YAŞAMAK
Doğup büyümek midir yaşamak, yoksa öğrendikçe bir gayesi olduğunu fark etmek midir yaşamak? Ya da rüzgârın önünde sürüklenmek midir yaşamak?
Şahsen yaşamak kavramının peşine takıldığımda üç önemli ayrımın yapılmasının kaçınılmaz gerçeklik olduğu kanaatine doğru evirildi, düşüncelerim. Birincisi geçmişte yaşamak, ikincisi anı yaşamak ve üçüncüsü de gelecekte yaşamak diye adlandırılabilinir.
Gelecekte yaşamak ilk bakışta cazip bir özellik gibi görünmekle beraber, yaşadıkça karşımıza çıkan; endişe, korku, stres, kaygı, gerginlik, huzursuzluk ve benzerleriyle baş etmenin göründüğü kadar kolay olmadığına şahitlik etmek durumunda kalınır.
Geçmişte yaşamak daha kolay algısı olsa da içerisine daldıkça karşımıza çıkıp gelen pişmanlıklar, suçluluklar, şikâyetler, üzüntüler, kırgınlıklar, hatalı tercihler, hatta sabır göstermeler dahi insanın dengelerini allak bullak etmeye yetecek kadar ondan da uzak durmayı tavsiye eder.
Yaşadığımız zaman kavramının genişliğinden sıyrılıp anda kalmak daha güzel diyesi geliyor insanın. Anda yaşamak; özgürlüktür, neşedir, hafifliktir, coşkudur, serbestlik sağlamaktır. Bu noktada hesap verir olmayı göz ardı edemeyiz. Lakin kontrollü olmak insanın temel özelliklerindendir. Çünkü toplum kuralları küçüklükten itibaren öğrenme becerisiyle zihnimizi donatır.
İdealizm olarak geleceğe yönelik çabalarımız olmalı, olacaktır da amma bunların bizleri esaret bataklığına çekmesine asla müsamaha göstermemeliyiz. Zihnimi ele geçirmesine asla izin vermemeliyiz.
Geçmişte yaşamak bizi devamlı karanlık dehlizlerinde gezinmeye sevk ediyorsa biz, uzak geçmişin mutlu saatlerini hafızamızdan çağırmaya gayret göstermeliyiz. Kısacası seçici davranmak gereğinde kalmalıyız, tekraren üzüntülere gark olmak bir bakıma aynı noktadan defalarca darbe almak gibidir.
Anı terk etmemek, anda kalmak, bizim için en geniş alanın önümüzde biteviye uzanıp giden mümbit bir arazi vasfını göstermesidir.

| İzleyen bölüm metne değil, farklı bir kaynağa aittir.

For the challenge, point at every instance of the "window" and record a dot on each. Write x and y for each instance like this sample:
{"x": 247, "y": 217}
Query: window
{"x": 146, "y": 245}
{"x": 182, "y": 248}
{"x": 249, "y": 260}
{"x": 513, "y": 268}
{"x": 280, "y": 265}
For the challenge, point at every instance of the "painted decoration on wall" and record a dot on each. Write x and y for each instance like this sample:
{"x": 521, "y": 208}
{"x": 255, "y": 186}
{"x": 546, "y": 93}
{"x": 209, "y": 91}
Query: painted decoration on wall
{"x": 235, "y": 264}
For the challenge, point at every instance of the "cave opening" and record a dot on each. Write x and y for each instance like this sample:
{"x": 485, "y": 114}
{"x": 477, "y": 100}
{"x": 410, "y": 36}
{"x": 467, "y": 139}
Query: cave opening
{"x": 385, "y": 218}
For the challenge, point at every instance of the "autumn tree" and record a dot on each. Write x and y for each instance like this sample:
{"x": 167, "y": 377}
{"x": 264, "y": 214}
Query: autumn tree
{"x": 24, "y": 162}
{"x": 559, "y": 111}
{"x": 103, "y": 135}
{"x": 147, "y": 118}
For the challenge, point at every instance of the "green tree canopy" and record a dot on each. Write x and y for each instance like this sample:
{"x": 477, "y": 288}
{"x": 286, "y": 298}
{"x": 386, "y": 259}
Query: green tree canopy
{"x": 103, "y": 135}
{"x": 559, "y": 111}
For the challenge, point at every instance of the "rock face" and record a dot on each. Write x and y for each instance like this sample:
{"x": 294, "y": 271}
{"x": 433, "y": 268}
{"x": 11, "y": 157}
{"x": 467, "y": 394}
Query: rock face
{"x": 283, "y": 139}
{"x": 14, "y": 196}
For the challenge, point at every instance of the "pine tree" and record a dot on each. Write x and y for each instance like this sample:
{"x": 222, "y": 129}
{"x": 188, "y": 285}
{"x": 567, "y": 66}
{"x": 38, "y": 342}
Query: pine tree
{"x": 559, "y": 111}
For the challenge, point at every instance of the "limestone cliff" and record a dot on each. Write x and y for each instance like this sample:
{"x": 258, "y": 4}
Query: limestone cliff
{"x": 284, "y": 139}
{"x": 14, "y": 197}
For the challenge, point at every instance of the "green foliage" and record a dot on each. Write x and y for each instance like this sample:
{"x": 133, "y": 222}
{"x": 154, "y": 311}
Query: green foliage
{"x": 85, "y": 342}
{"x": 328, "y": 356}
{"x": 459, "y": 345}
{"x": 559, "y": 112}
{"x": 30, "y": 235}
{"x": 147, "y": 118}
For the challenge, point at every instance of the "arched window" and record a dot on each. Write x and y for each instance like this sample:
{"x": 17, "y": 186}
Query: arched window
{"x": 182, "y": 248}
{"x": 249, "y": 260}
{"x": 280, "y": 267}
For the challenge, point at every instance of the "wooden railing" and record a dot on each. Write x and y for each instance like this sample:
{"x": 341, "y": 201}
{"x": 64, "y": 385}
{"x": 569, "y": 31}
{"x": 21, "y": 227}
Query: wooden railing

Yaşarken seçme, karar verme, yapma, cevaplama gibi yükümlülükleri yerine getirmek bahtiyarlığı, ulaşılması zor bir gelecekten veya elimizden kaçmış fırsatlardan çok daha kıymetlidir.
Aklımızın kestiği yol en kestirme yoldur, kavlinden hareketle bir bilinmezin peşinden sürüklenip gitmek yerine, anda kalıp yaşamak daha muteberdir, zannımca. Bu kavil ile devam edip geçmişin bunalımlarını defaten yâd etmek hatasından azade olup anın verebildiği nimetlerden istifade etmek daha hoştur, nihayetinde vesselam.